- Lothair Lothair
- Coordinates: 26°23′00″S 30°26′00″E﻿ / ﻿26.383333°S 30.433333°E
- Country: South Africa
- Province: Mpumalanga
- District: Gert Sibande
- Municipality: Msukaligwa

Area
- • Total: 4.28 km^{2} (1.65 sq mi)

Population (2011)
- • Total: 6,099
- • Density: 1,400/km^{2} (3,700/sq mi)

Racial makeup (2011)
- • Black African: 96.4%
- • Coloured: 1.2%
- • Indian/Asian: 0.4%
- • White: 1.2%
- • Other: 0.7%

First languages (2011)
- • Zulu: 74.7%
- • Swazi: 17.9%
- • Afrikaans: 1.6%
- • English: 1.2%
- • Other: 4.5%
- Time zone: UTC+2 (SAST)
- Postal code (street): 2370
- PO box: 2370
- Area code: 017

= Lothair, Mpumalanga =

Lothair is a village located 65 km northeast of Ermelo and 29 km southeast of Chrissiesmeer, in the Msukaligwa Local Municipality in the Mpumalanga province of South Africa.

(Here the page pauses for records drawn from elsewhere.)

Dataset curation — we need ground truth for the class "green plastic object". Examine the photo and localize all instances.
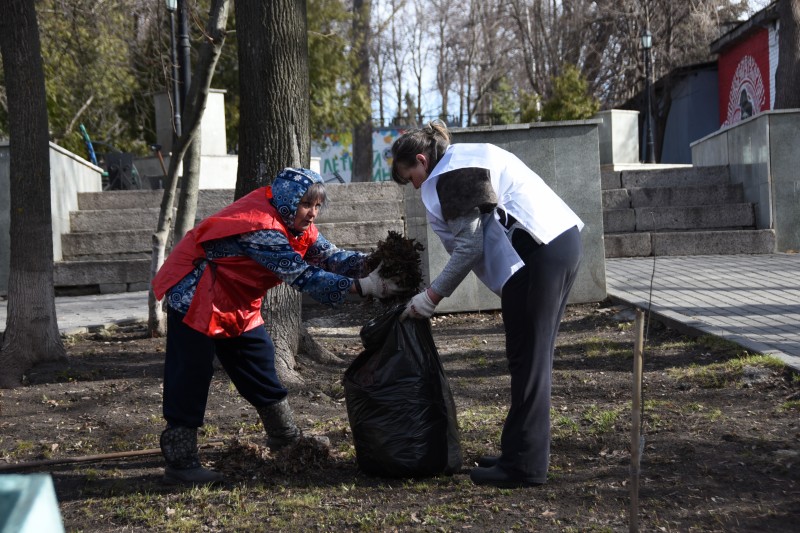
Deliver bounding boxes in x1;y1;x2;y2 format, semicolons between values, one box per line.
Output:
0;474;64;533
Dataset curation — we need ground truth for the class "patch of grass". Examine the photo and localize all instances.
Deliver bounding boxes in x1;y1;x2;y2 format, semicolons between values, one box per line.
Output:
200;424;222;439
578;337;633;357
581;404;621;434
668;352;785;389
778;400;800;412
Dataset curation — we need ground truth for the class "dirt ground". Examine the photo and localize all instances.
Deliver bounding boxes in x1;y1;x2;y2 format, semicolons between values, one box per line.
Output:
0;303;800;532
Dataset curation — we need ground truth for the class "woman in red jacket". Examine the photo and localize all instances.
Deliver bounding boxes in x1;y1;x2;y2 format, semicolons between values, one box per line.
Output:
153;168;400;483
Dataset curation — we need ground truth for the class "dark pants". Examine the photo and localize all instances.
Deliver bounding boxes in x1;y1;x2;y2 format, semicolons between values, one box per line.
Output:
498;227;582;483
163;308;287;428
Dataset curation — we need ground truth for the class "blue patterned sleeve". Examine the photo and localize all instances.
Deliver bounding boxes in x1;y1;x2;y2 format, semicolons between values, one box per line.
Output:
306;233;368;278
238;230;353;305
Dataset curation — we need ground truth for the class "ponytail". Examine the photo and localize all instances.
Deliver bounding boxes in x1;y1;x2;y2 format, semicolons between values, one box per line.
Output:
392;119;450;185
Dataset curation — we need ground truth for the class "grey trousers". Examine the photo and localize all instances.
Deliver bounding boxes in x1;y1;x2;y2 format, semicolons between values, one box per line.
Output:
498;227;582;483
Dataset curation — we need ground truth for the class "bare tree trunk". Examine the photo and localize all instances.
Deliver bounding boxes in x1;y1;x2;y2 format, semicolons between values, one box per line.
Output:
775;0;800;109
0;0;67;388
234;0;311;383
173;134;203;242
147;0;230;336
351;0;372;182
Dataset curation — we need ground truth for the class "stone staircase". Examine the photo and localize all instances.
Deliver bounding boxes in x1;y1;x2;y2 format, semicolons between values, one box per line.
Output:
601;166;775;258
54;182;404;296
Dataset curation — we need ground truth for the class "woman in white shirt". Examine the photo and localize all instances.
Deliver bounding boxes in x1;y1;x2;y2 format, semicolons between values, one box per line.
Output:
392;121;583;487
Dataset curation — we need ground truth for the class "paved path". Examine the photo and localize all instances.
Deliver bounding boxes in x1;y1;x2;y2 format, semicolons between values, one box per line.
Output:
0;254;800;371
0;291;147;335
606;254;800;371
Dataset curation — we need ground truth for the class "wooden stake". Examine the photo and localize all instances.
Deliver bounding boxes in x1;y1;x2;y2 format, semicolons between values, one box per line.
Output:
629;309;644;533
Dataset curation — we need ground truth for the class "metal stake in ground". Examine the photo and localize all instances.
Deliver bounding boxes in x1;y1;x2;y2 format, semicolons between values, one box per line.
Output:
629;309;644;533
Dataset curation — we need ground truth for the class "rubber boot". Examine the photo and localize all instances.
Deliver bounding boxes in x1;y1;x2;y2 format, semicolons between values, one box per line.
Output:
256;398;330;452
161;426;222;484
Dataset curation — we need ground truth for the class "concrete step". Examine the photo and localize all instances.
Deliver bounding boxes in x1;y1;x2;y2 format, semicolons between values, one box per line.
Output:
605;230;775;258
61;228;155;261
620;166;730;189
61;217;403;261
78;182;403;213
53;259;150;295
603;184;744;209
603;203;755;233
69;207;164;233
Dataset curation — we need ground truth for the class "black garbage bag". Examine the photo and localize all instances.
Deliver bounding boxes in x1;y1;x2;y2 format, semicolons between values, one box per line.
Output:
343;305;461;478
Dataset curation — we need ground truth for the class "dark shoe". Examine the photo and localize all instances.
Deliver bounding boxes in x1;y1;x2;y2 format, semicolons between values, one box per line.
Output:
163;466;222;485
478;455;500;468
256;398;331;452
469;466;542;489
160;426;222;484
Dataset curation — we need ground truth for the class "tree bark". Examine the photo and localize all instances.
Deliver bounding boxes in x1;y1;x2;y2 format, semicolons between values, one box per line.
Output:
148;0;230;336
775;0;800;109
234;0;311;383
173;134;203;242
0;0;67;388
351;0;372;182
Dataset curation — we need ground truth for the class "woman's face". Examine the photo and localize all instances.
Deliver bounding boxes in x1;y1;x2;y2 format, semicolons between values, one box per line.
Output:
294;194;322;232
397;154;429;189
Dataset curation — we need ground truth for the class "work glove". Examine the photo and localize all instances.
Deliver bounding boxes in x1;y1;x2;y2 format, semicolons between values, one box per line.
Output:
400;289;436;320
356;263;403;298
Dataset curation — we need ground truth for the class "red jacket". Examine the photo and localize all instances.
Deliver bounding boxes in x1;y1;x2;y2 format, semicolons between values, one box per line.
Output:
153;187;319;338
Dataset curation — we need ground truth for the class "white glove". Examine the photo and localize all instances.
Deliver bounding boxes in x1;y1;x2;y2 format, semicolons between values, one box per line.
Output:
357;265;403;298
400;289;436;320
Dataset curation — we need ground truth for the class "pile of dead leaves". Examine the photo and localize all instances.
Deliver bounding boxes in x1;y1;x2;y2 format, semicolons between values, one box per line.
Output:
366;231;425;304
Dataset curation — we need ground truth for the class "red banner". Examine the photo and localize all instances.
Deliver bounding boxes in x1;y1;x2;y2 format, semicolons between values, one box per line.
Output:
718;29;770;126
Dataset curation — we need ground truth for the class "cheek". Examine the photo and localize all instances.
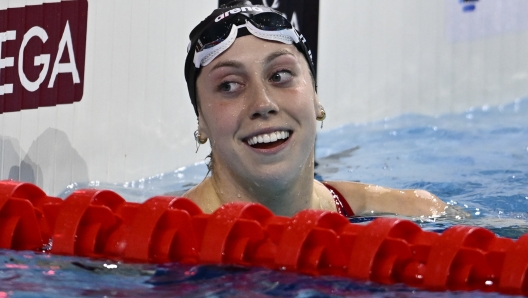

Situated on the Bonny Brook in an area settled by Scottish immigrants, it was surveyed in 1878 and named after Lothair, the novel written by Benjamin Disraeli and published in 1870.

Lothair is at the end of a railway line from Ermelo; the Swazilink project aims to connect this line to the Eswatini Railways network at Sidvokodvo in Eswatini.

It houses a small community that depends on working on the farms for a living.